Insane in the Membrane
On so many levels, this entire life of traversing the Eisenhower Interstate System en route to the next race, reeks of a form of insanity not so much dissimilar to the likes of that which has given rise to the current lackluster American economy that we racer seem so willingly ready to embrace.
Fuel, motels, oil changes, rock gut road rations. Pit Passes, tire bills, time off work. Add it all up and it would seem that this is as much of a sure fire recipe for financial and personal disaster as the one on the back of the Tollhouse Morsels bag is for great chocolate chip cookies.
Why anyone would subject themselves to this repeated lunacy has now become the question that plagues my slowly waking mind as we move along the Mohawk River Valley.
Plausible, Not Probable
It’s not for the fans I’ll tell you that. As much as we’d all like to believe that the winged warriors of speed are driving down a thruway, turnpike, or toll road towards our hometown just to put on a show for us; I can tell you with certainty that you can throw that idea right out the window. I can assure you that at no point of this five hour tow will the thought of “Boy, I sure can’t wait to pull into Thompson International Speedway so that I can risk life and limb just to put on a show for those fans,” is ever going to cross the mind of either the father behind the wheel; the lone crew member who has taken my place shotgun; the mother is who cramped into the corner; or the sleeping beauty I call GQ. I can even safely say that not even the sleeping dogs that occupy the floor of the rig are thinking that this run is about satisfying the fans.
Is it for the money? I don’t think that, but for the most neophyte, pseudo wanna be, NASCAR Nation fed fan would believe that the idea of getting rich quick in racing justifies much more than the sentence I just written in explaining why these people are not doing this for the money.
A Solution?
It would be simple enough to say to someone afflicted with this disease, “stop going.” A whole lot of time, hassle and headache could be saved if these road weary travelers were to find a more sensible hobby-say badminton or croquet. I don’t think I’d be too far out in left field if I were to say that none of us in this cab can say we aren’t at least a small bit relieved that this is the last trip of the ISMA season.
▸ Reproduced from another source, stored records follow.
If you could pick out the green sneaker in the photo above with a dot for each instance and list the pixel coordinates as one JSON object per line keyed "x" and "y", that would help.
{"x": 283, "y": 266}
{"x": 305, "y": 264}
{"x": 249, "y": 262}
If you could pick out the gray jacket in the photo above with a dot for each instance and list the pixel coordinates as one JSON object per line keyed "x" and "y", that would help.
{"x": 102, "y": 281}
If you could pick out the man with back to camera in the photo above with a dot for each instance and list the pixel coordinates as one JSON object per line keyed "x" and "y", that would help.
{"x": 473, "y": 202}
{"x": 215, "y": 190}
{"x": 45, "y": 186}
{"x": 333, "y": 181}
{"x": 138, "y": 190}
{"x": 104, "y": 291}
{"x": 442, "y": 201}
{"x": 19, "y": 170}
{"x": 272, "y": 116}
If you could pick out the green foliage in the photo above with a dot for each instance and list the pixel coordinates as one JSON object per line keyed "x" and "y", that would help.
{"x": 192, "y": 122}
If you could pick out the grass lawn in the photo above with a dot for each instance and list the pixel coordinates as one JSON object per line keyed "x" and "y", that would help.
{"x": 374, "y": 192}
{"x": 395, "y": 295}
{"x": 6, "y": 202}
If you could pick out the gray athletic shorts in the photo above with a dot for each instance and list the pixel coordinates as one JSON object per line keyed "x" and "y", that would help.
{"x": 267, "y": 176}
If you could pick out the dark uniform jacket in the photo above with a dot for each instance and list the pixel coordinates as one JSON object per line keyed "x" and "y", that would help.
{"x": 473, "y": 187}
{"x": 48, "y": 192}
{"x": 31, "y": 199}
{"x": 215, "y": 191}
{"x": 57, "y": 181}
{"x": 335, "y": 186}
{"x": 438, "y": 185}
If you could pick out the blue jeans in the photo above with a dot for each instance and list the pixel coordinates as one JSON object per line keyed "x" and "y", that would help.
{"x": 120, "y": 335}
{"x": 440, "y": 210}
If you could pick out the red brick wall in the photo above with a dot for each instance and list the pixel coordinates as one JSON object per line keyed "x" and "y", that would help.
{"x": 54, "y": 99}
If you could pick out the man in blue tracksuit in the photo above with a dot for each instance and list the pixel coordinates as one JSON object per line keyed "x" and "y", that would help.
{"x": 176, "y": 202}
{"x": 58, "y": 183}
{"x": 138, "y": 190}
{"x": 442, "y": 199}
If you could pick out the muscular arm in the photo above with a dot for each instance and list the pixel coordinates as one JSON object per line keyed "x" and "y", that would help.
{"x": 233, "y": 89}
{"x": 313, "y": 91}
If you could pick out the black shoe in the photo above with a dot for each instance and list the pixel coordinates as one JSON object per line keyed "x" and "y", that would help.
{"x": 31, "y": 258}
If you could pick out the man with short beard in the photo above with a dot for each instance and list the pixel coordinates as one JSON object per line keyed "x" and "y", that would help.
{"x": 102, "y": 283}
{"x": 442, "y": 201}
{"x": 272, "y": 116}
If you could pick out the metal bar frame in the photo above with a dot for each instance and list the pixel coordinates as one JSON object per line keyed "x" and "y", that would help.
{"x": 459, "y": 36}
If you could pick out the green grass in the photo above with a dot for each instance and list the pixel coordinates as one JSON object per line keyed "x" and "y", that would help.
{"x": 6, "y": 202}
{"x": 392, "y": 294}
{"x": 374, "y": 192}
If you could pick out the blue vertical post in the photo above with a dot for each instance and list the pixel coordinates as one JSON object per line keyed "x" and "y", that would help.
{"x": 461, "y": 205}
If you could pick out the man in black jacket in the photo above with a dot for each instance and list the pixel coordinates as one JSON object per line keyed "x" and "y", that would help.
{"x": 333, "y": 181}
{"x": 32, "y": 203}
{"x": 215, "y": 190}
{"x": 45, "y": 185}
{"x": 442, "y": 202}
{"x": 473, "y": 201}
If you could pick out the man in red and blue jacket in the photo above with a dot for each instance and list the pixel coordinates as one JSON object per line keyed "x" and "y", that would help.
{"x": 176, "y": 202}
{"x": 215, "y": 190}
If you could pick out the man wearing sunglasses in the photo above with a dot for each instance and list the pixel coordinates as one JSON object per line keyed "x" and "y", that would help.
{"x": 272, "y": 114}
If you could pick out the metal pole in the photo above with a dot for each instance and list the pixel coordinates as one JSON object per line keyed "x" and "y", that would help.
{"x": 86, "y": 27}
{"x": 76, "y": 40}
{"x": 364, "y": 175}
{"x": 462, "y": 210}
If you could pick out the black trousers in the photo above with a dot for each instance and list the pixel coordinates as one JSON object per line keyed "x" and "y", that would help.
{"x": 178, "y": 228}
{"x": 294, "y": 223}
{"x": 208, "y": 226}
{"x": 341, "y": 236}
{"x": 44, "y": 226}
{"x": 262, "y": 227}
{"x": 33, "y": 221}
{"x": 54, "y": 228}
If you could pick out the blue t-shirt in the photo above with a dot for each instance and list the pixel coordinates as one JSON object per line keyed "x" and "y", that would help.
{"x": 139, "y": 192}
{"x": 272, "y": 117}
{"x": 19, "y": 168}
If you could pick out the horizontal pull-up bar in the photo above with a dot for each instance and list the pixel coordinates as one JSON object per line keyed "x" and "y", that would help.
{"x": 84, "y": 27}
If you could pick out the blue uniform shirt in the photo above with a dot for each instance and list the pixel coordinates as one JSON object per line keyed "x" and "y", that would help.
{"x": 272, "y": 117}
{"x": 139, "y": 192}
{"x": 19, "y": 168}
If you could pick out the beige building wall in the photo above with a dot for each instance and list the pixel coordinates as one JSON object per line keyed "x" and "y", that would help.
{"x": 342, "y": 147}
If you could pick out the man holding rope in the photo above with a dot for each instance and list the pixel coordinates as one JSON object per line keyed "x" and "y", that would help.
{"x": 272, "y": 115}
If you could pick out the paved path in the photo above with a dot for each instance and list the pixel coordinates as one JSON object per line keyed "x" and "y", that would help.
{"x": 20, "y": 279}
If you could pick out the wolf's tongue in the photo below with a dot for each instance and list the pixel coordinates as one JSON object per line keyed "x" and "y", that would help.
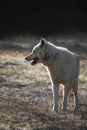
{"x": 34, "y": 61}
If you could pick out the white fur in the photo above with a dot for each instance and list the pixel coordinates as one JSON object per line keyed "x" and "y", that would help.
{"x": 63, "y": 68}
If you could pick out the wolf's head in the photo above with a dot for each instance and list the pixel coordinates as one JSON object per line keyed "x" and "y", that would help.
{"x": 38, "y": 54}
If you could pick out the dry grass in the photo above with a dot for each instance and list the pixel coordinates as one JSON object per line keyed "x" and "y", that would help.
{"x": 26, "y": 96}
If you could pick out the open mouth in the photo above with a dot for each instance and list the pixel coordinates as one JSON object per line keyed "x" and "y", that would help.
{"x": 34, "y": 61}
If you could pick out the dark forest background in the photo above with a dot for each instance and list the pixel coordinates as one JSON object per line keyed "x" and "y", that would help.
{"x": 42, "y": 18}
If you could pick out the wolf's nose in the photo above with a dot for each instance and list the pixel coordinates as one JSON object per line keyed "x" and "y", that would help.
{"x": 25, "y": 58}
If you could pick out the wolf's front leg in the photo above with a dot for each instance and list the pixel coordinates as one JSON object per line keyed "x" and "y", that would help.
{"x": 55, "y": 97}
{"x": 65, "y": 98}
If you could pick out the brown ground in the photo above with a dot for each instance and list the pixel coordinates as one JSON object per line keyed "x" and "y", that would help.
{"x": 25, "y": 91}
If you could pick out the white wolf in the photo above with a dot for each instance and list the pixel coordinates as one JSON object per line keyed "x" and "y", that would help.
{"x": 63, "y": 68}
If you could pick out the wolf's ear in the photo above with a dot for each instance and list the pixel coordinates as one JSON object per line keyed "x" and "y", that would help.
{"x": 42, "y": 42}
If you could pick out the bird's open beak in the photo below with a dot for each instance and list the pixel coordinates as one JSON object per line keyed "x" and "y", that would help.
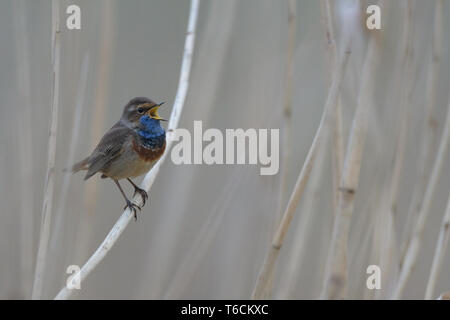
{"x": 153, "y": 112}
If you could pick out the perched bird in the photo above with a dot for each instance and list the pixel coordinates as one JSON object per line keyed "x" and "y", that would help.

Maybe that part of the reason we didn’t leave last night and are on the road so early this morning. Even as the car was loaded and I tightened up the final tie down strap, I sensed that the enthusiasm for getting on down the road was waning.
Sick Ain’t All Bad
Is it a bad thing if, throughout ones life, a person chooses to do what many would find senseless, yet for the most part enjoys doing what many can only dream of? As the sun begins to rise over the hills in front of us, I have to believe that maybe there doesn’t have to be a reason to plead insanity. Maybe it’s ok to piss money into the wind while risk losing a job or suffering personal injury in the quest to find that personally gratifying and legal high.
Another 40 white and one more green go by and I am reminded of, not only the challenges each of these teams have faced on another long ISMA trail, but also of what a dear friend repeated to me this week when I questioned her sanity concerning the recent developments in the MSA, of which she was a major participant.
When I asked “Why would you want to do something like this?” She responded with a question of her own. Bringing up the name of one of our mutual friends, who before meeting his untimely death at the wheel of a supermodified, was always known for his ‘matter of fact’ replies and tongue in cheek humor, she asked, “What did Terry always say?”
As we responded in unison, I got my answer then to that particular question and I have my answer now as well. “Why,” one may ask. Because, “It’s what we do.”